2. One dev_pagemap per node or multiple w/ pagemap range searching
Checking membership is always cheap:
node_is_device_node()
Getting ops can be cheap if 1:1 mappings exists:
pgdat->device_ops->callback()
Or may be expensive if range-based matching is required:
node_device_op(folio, ...) {
ops = node_ops_lookup(folio); /* pfn-range binary search */
ops->callback(folio, ...)
}
pgmap already has an embedded range:
struct dev_pagemap {
...
int nr_range;
union {
struct range range;
DECLARE_FLEX_ARRAY(struct range, ranges);
};
};
Example: Nouveau, registers hundreds of pgmap instances that it
uses to recover driver contexts for that specific folio.
This would not scale well.
But most other drivers register between 1-8. That might.
That means this might actually be an effective way to evict pgmap
from struct folio / struct page. (Not making this a requirement or
saying it's reasonable, just an interesting observation).
3. Some existing drivers with 1 pgmap per driver instance instantly get
the folio->lru field back - even if they continue to use ZONE_DEVICE.
At least 3 drivers use page->zone_device_data as a page freelist
rather than actual per-page data. Those drivers could just start
using folio/page->lru instead.
Some store actual per-page zone_device_data that would prevent this,
but from poking around it seems like it might be feasible.

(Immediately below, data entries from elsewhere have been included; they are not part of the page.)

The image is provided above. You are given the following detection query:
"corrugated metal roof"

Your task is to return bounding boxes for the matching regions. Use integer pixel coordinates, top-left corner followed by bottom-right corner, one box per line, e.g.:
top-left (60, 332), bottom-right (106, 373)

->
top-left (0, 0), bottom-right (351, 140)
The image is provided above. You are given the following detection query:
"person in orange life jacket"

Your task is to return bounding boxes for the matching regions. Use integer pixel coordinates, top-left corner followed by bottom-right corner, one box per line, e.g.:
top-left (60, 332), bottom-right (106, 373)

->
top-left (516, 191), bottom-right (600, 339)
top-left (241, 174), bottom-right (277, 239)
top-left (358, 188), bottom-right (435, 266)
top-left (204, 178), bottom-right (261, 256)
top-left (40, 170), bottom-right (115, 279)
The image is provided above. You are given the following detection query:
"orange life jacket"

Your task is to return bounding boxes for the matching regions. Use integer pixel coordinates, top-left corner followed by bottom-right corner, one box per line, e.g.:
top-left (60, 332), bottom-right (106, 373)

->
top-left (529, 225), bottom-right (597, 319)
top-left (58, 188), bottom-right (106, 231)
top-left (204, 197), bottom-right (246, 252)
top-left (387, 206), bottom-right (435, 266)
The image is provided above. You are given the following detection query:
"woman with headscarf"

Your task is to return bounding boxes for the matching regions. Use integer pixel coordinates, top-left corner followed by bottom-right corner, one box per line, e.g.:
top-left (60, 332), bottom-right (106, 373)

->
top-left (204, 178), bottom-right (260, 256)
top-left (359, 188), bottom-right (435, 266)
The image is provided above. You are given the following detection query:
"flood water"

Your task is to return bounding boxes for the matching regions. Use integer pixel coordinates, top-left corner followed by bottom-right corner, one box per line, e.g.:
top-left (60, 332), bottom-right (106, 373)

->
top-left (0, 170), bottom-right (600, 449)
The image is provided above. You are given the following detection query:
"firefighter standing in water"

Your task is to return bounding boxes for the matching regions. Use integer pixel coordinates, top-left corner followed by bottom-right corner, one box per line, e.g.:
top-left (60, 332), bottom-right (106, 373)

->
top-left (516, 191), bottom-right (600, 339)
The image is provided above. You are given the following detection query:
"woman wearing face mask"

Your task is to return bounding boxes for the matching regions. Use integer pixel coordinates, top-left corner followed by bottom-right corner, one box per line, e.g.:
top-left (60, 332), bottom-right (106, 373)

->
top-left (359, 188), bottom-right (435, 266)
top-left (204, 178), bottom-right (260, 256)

Some use the pgmap as a container_of() argument to get driver
context, may or may not be supportable out of the box, but it seemed
like mild refactoring might get them back the use of folio->lru.
None of this is required, the goal is explicitly not disrupting any
current users of ZONE_DEVICE.
Just some additional food for thought.
As-designed now, this would only apply to NUMA systems, meaning you
can't fully evict pgmap from struct page/folio --- but you could
imagine a world where in non-numa mode we even register a separate
pglist_data specifically for device memory even w/o NUMA.